By Olivia Marx
Did you know that there are more genetic differences between populations of Africa than there are between Africans and Eurasians?1 Despite the worldwide diversity of genetic sequences, most of the thousands of genomes that have been recorded have been from people of European background. Even with the decades of time and effort that scientists have devoted to developing a comprehensive reference genome, interpreting genomic data remains a major challenge, in part because of a glaring disparity in the amount of data from people of non-European descent. Although genetics has the power to answer age old human questions, a major limitation to genetic studies is a lack of information from a diverse range of populations. This gap in knowledge leaves researchers with only a partial picture of human genetics.
Though researchers are working to gather more genomic data, the process costs over $1,000 per genome for whole genome sequencing.7 Because all humans share about 99.9% of the same DNA, researchers often focus on the parts of the genome that contain single nucleotide polymorphisms (SNPs), which can be sequenced for around $50. SNPs are small differences that may not necessarily affect an individual physically, but can still be passed down to offspring in a population.2 When genes are passed down from parent to child, an event called crossing over occurs in which regions of each parent chromosome combine to create a single chromosome. Because of this crossing over, genes and genetic polymorphisms that are close together tend to get passed down together, while genes that are farther apart tend to separate randomly. Sections of the chromosome that tend to get passed down together are called haplotype blocks. Analyzing a polymorphism within a haplotype block is a convenient way to statistically determine the likelihood that an individual with a certain polymorphism might have a trait. Computational tools are constantly advancing to accommodate the huge amount human genetic data, and a common method is to focus on genetic markers or polymorphisms, which tend to be specific to ethnic groups3. In fact, companies like 23AndMe and Ancestry.com use SNPs to determine an individual’s ethnic makeup and to also predict physical characteristics and disease risk.4
Haplotype blocks are a direct result of ancestry, meaning that people with different ethnic backgrounds will have very different haplotype blocks with differing genetic markers. Since the majority of available data is from individuals with European backgrounds, researchers mainly study European genomic data to get the most accurate results. Thus, most genomic research and the most significant results are limited to European studies.

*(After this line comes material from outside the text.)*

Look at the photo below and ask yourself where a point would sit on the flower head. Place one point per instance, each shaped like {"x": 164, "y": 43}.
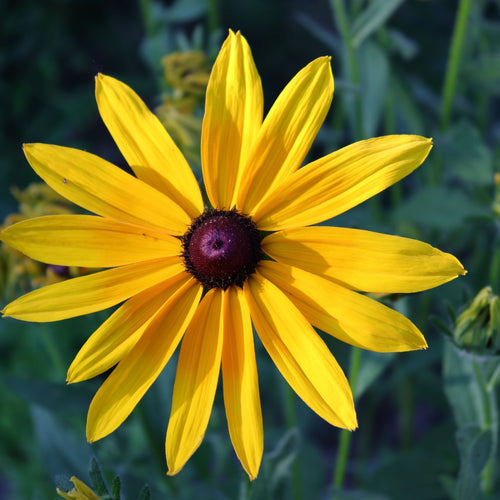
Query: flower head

Why is it that most of our human genetics data comes from less than 20% of the world’s population?5 Some reasons include the cost of genetic testing and social barriers like a minority population’s knowledge and trust in genetic testing. Their mistrust is not unfounded, as genetic testing does have the potential to bring to light predispositions that could lead to insurance and job discrimination. Furthermore, studies show that doctors who tend to serve minorities are less likely to recommend a genetic test.6 The disparity in genetic testing is a problem that has implications beyond the accuracy of a 23AndMe ancestry composition. For example, clinical treatments are gearing up to become more personalized, so that a genetic test can tell a person’s disease susceptibility and even predict the best drug to provide them. In depth genetic analyses are only possible when a strong reference is available with genetic data from a group of similar background.6 The disparity in data availability puts a huge limitation on scientific development, leaving nearly 80% of the world underserved.
The first human genome was sequenced nearly 20 years ago, but it is clear that we still have a long way to go in fully understanding genetics. Methods using machine learning are constantly being developed to improve genetic analysis so that perhaps one day, diversity will not be a key limitation in the field. Currently, the main way to improve genetic studies is to obtain more data on different populations. To improve the systemic issue of disparities in genetic testing, we can encourage education in genetic testing in underrepresented communities and include genetic testing in basic health insurance plans. Only once we have scientific references that accurately reflect the world can we have the most complete picture of the human condition and use science to improve the lives of everyone.